The sectarian protest appeared to catch fire because it was aimed squarely at the military council that has ruled Egypt since the revolution, at a moment when the military’s latest delay for ceding power has led to a spike in public distrust of its authority.
When the clashes broke out, some Muslims ran into the streets to help defend the Christians against the police, while others said they had come out to help the army quell the protests in the name of stability, turning what started as a march about a church into a chaotic battle over military rule and Egypt’s future.
Nada el-Shazly, 27, who was wearing a surgical mask to block the tear gas, said she came out because she heard state television urge “honest Egyptians’’ to turn out to protect the soldiers from Christian protesters, even though she knew some of her fellow Muslims had marched with the Christians to protest the military’s continued hold on power.
“Muslims get what is happening,’’ she said, adding that the government was “trying to start a civil war.’’
The protest took place against a backdrop of escalating tensions between Muslims and Coptic Christians, who make up about 10 percent of the population. Mubarak’s exit emboldened previously suppressed Islamists and unnerved the Christian minority. Christians had joined the prodemocracy protests in large numbers, hoping for the protections of a pluralistic, democratic state, but the surge in power of the Islamists has raised fears of how much tolerance majority rule will allow.
The most common refrain of yesterday’s protests was, “The people want to bring down the field marshal,’’ adapting the signature chant of the revolution to call for the resignation of the military’s top officer, Field Marshal Mohamed Hussein Tantawi.
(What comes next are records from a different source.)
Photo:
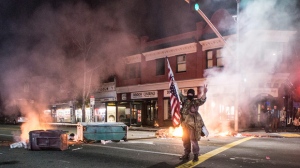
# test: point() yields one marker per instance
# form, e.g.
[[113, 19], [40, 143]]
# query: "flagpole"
[[175, 101]]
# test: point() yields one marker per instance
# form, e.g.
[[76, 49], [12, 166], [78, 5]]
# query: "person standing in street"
[[275, 113], [192, 123], [283, 119]]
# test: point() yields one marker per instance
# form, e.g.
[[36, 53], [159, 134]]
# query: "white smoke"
[[260, 54]]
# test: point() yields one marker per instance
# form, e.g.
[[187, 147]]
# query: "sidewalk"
[[155, 132], [255, 132]]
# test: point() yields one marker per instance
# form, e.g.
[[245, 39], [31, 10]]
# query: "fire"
[[32, 124], [177, 132], [223, 134]]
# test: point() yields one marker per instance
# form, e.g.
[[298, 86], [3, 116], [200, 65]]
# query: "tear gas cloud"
[[250, 66], [47, 51]]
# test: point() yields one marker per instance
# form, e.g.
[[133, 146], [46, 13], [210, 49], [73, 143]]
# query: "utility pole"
[[236, 113]]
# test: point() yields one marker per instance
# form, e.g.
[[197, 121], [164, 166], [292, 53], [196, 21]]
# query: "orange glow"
[[177, 132], [223, 134]]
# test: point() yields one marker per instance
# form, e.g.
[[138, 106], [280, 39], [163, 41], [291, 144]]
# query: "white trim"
[[160, 86], [133, 59], [171, 51], [213, 43]]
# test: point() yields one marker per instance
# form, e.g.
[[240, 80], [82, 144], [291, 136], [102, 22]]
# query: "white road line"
[[135, 150], [5, 135]]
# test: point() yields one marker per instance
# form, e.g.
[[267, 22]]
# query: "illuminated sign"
[[144, 95]]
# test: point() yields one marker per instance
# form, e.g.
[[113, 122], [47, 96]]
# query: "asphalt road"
[[216, 152]]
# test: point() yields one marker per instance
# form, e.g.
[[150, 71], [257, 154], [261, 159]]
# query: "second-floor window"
[[132, 71], [214, 58], [160, 66], [181, 63]]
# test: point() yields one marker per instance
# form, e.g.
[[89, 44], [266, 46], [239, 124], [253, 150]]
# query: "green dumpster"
[[96, 131]]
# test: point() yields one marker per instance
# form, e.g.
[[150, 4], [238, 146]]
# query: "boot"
[[195, 158], [184, 157]]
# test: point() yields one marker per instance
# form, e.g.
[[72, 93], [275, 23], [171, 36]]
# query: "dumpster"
[[48, 139], [97, 131]]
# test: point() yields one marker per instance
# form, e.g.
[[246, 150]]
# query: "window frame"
[[181, 64]]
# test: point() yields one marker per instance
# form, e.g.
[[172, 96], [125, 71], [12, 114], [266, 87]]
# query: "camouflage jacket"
[[192, 120]]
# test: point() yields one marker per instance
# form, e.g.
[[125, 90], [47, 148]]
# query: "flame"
[[223, 134], [177, 132]]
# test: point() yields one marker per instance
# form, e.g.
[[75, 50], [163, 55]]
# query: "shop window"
[[160, 66], [181, 63]]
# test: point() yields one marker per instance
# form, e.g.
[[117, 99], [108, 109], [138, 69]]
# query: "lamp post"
[[236, 114]]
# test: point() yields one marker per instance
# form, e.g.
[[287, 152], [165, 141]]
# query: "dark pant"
[[189, 141], [267, 125], [274, 124]]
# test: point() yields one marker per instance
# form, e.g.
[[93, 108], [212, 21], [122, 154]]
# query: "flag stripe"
[[174, 98]]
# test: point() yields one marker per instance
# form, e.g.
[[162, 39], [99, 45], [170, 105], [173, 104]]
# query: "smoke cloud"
[[259, 56], [48, 47]]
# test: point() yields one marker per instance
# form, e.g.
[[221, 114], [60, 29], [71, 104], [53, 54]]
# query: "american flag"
[[174, 98]]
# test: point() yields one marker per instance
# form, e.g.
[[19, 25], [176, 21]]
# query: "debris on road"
[[21, 144]]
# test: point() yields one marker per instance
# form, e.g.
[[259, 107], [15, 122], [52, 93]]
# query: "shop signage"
[[183, 91], [107, 87], [264, 91], [107, 99], [144, 95]]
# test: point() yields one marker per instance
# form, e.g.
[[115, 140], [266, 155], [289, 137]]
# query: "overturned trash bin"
[[48, 140], [102, 131]]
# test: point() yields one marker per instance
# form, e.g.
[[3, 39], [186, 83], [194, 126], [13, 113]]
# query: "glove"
[[205, 131]]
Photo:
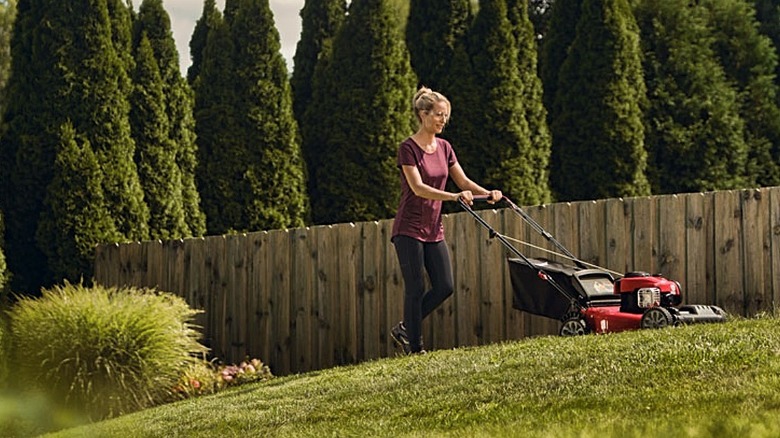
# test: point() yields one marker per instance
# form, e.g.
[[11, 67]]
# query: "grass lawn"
[[719, 380]]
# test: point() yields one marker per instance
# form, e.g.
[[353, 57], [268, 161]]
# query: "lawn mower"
[[590, 299]]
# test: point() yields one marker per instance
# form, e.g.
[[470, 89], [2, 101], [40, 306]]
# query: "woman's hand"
[[494, 196], [466, 196]]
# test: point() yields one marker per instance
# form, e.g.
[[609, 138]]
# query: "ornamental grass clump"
[[106, 351]]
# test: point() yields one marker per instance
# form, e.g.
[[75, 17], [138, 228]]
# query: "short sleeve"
[[451, 158], [406, 155]]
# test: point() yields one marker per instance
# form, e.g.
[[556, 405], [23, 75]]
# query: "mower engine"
[[640, 291]]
“Muslim and Christians are one hand,’’ some chanted.
The military and riot police, on the other hand, appeared at some points to be working in tandem with Muslims who were lashing out at the Coptic Christians. As security forces cleared the streets about 10 p.m., police officers in riot gear marched back and forth through the streets of downtown alongside a swarm of hundreds of men armed with clubs and stones chanting, “The people want to bring down the Christians,’’ and, later, “Islamic state, Islamic state.’’
“Until when are we going to live in this terror?’’ asked a Christian demonstrator who gave his name as John. “This is not the issue of Muslim and Christian, this is the issue of the freedom that we demanded and can’t find.’’
By the end of the night, as clouds of tear gas floated through the dark streets and the crosses carried by the original Christian demonstrators had disappeared, it became increasingly difficult to tell who was fighting whom.
At one point, groups of riot police officers were seen beating Muslim protesters, who were shouting, in Arabic, “God is Great!’’ while just a few yards away other Muslims were breaking pavement into rocks to hurl in the direction of a group of Christians.
“It is chaos,’’ said Omar el-Shamy, a Muslim student who had spent much of the revolution in Cairo’s Tahrir Square and returned again to help support the Christians against the military. “I was standing with a group of people and suddenly they were chanting with the army! I don’t know what is going on.’’
State television announced a curfew in downtown Cairo beginning at 2 a.m., and the civilian Cabinet, which serves under the military council, held an emergency session.
A committee headed by Prime Minister Essam Sharaf was meeting to address the crisis, the Cabinet’s Web page said, with solutions based on the principle of equal citizenship. The Cabinet said it would not allow any interference with “national unity’’ or “the path of the democratic transition,’’ noting that a first step, the registration of parliamentary candidates for elections Nov. 28, will begin Wednesday.